With rising inequality challenging economies in developed countries, it is hard to understand why Ontario’s Tories would pursue a labour agenda that would only serve to further widen levels of inequality.

PC leader Tim Hudak’s promise to scrap the Rand Formula and wage war on labour is based on the badly misnamed “right to work” (RTW) movement in the United States. Hudak ignores the fact that Scandinavian Countries, with much higher rates of unionization than Canada or the United States, have far surpassed North America in raising living standards for its citizens over the last 30 years. Yet even in today’s difficult economic environment Sweden is second only to Germany among European countries in attracting new business investment.

Yesterday we discussed the lack of evidence to suggest RTW States had any economic advantage over their free-bargaining counterparts. In the case of Oklahoma, it appears to have had the reverse effect.
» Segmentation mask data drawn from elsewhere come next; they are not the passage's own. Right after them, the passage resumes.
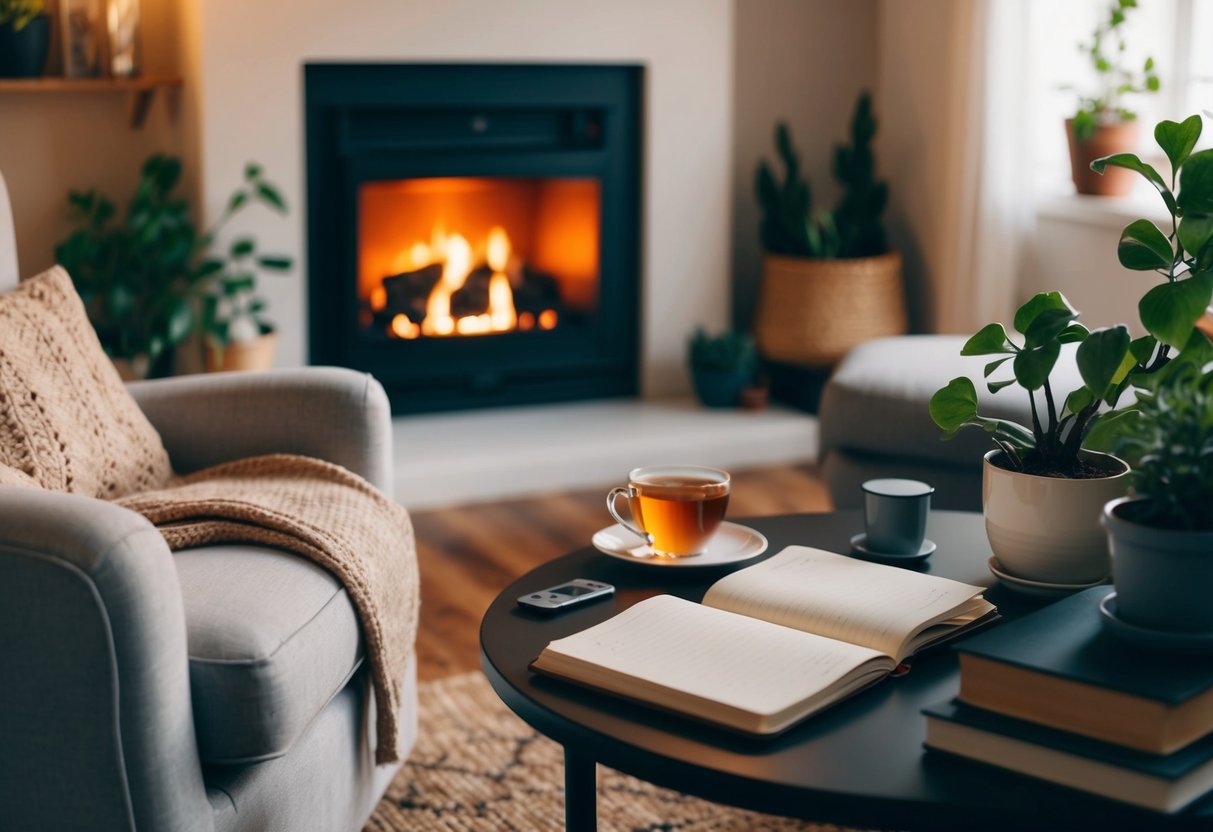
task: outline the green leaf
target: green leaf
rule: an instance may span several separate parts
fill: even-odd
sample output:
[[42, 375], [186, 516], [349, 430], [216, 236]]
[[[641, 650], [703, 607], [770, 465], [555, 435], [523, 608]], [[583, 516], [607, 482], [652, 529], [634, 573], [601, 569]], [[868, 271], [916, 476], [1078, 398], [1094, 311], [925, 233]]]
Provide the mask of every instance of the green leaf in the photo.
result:
[[1061, 334], [1057, 336], [1057, 343], [1073, 344], [1085, 340], [1090, 334], [1091, 330], [1087, 329], [1082, 324], [1075, 322], [1061, 331]]
[[231, 297], [238, 295], [241, 292], [251, 292], [255, 282], [251, 274], [241, 274], [235, 277], [225, 278], [223, 281], [223, 294]]
[[929, 409], [935, 424], [951, 433], [977, 417], [977, 388], [965, 376], [954, 378], [931, 397]]
[[977, 334], [965, 341], [961, 347], [961, 355], [1000, 355], [1015, 351], [1015, 346], [1007, 339], [1007, 331], [1002, 324], [987, 324], [978, 330]]
[[210, 277], [221, 271], [223, 271], [223, 261], [210, 258], [198, 264], [198, 268], [194, 271], [194, 277], [201, 280], [204, 277]]
[[1090, 407], [1095, 403], [1095, 394], [1090, 388], [1079, 387], [1070, 395], [1066, 396], [1066, 403], [1062, 407], [1061, 412], [1064, 416], [1067, 413], [1078, 413], [1085, 407]]
[[1185, 214], [1213, 214], [1213, 149], [1193, 153], [1179, 172], [1179, 207]]
[[[1150, 61], [1146, 71], [1153, 69]], [[1182, 122], [1160, 121], [1154, 128], [1154, 141], [1158, 142], [1158, 146], [1162, 148], [1163, 153], [1167, 154], [1167, 158], [1171, 160], [1171, 170], [1177, 171], [1184, 161], [1188, 158], [1188, 154], [1192, 152], [1192, 148], [1196, 147], [1196, 141], [1200, 138], [1200, 130], [1202, 122], [1200, 116], [1189, 116]]]
[[1210, 273], [1155, 286], [1137, 306], [1141, 325], [1164, 344], [1183, 347], [1196, 320], [1205, 313], [1210, 297], [1213, 297]]
[[1039, 390], [1053, 372], [1057, 356], [1061, 354], [1061, 344], [1049, 341], [1039, 347], [1026, 349], [1015, 356], [1012, 365], [1015, 368], [1015, 378], [1025, 390]]
[[1046, 343], [1060, 344], [1058, 336], [1061, 335], [1070, 323], [1078, 317], [1078, 313], [1073, 309], [1066, 311], [1062, 309], [1046, 309], [1036, 316], [1028, 326], [1028, 331], [1024, 333], [1024, 346], [1026, 348], [1039, 347]]
[[984, 376], [986, 378], [989, 378], [990, 373], [994, 372], [995, 370], [997, 370], [999, 367], [1001, 367], [1003, 364], [1007, 363], [1010, 360], [1011, 360], [1011, 356], [1009, 356], [1009, 355], [1004, 358], [994, 359], [993, 361], [991, 361], [989, 364], [986, 365]]
[[1175, 195], [1171, 193], [1171, 189], [1167, 187], [1167, 183], [1163, 181], [1163, 178], [1158, 175], [1158, 171], [1152, 165], [1148, 165], [1141, 159], [1138, 159], [1136, 154], [1133, 153], [1114, 153], [1111, 156], [1103, 156], [1096, 159], [1091, 163], [1091, 170], [1102, 174], [1108, 165], [1140, 173], [1162, 194], [1163, 202], [1167, 204], [1167, 210], [1171, 212], [1171, 215], [1174, 216], [1177, 213]]
[[227, 210], [229, 214], [234, 214], [239, 211], [244, 203], [248, 202], [248, 191], [236, 191], [232, 194], [232, 198], [227, 201]]
[[265, 256], [257, 258], [257, 265], [261, 266], [263, 269], [269, 269], [270, 271], [285, 272], [290, 270], [294, 263], [289, 257]]
[[1175, 259], [1171, 241], [1149, 220], [1129, 223], [1120, 234], [1116, 247], [1120, 265], [1139, 272], [1169, 269]]
[[1141, 366], [1145, 366], [1150, 362], [1150, 358], [1154, 355], [1154, 349], [1158, 346], [1158, 339], [1153, 335], [1143, 335], [1140, 338], [1134, 338], [1133, 343], [1129, 344], [1129, 352], [1133, 358]]
[[255, 248], [256, 248], [256, 244], [253, 242], [252, 238], [241, 237], [239, 240], [236, 240], [236, 242], [232, 243], [231, 256], [232, 257], [247, 257], [248, 255], [253, 253], [253, 250]]
[[1014, 383], [1015, 379], [1013, 378], [1009, 378], [1006, 381], [991, 381], [986, 383], [986, 389], [988, 389], [991, 393], [997, 393], [1004, 387], [1010, 387]]
[[1132, 357], [1129, 352], [1130, 340], [1132, 339], [1129, 338], [1128, 328], [1122, 325], [1097, 329], [1078, 345], [1078, 353], [1075, 356], [1078, 372], [1083, 383], [1094, 394], [1094, 398], [1104, 397], [1125, 357]]
[[279, 212], [286, 213], [286, 200], [282, 198], [282, 194], [268, 182], [257, 183], [257, 196], [261, 197], [261, 201], [276, 208]]
[[1122, 439], [1133, 435], [1139, 416], [1136, 410], [1127, 408], [1098, 414], [1090, 422], [1082, 446], [1088, 451], [1115, 452]]
[[250, 182], [261, 175], [261, 165], [256, 162], [248, 162], [244, 166], [244, 178]]
[[1066, 300], [1061, 292], [1041, 292], [1033, 295], [1015, 312], [1014, 326], [1020, 332], [1026, 333], [1036, 316], [1045, 310], [1053, 309], [1063, 312], [1073, 312], [1074, 307]]
[[1213, 240], [1213, 214], [1185, 213], [1179, 221], [1179, 244], [1196, 254]]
When Michigan debated whether to adopt similar RTW laws, the State of Mississippi was offered up as a RTW model of economic growth. The U.S. Chamber of Commerce suggested that if Michigan were more like Mississippi, it would gain more jobs and experience lower unemployment.

The U.S. Economic Policy Institute points out that citizens of formerly free-bargaining Michigan were already far better off than their Mississippi counterparts despite the downturn in the auto industry. Mississippi’s constitution entrenched RTW and the State has among the lowest rates of unionization in the U.S. Mississippi is also dead last in median household income and is first in poverty – a rate that is a shocking 50 per cent higher than Michigan’s. It is also first in infant mortality and 48th out of 50 States in the number of doctors per capita.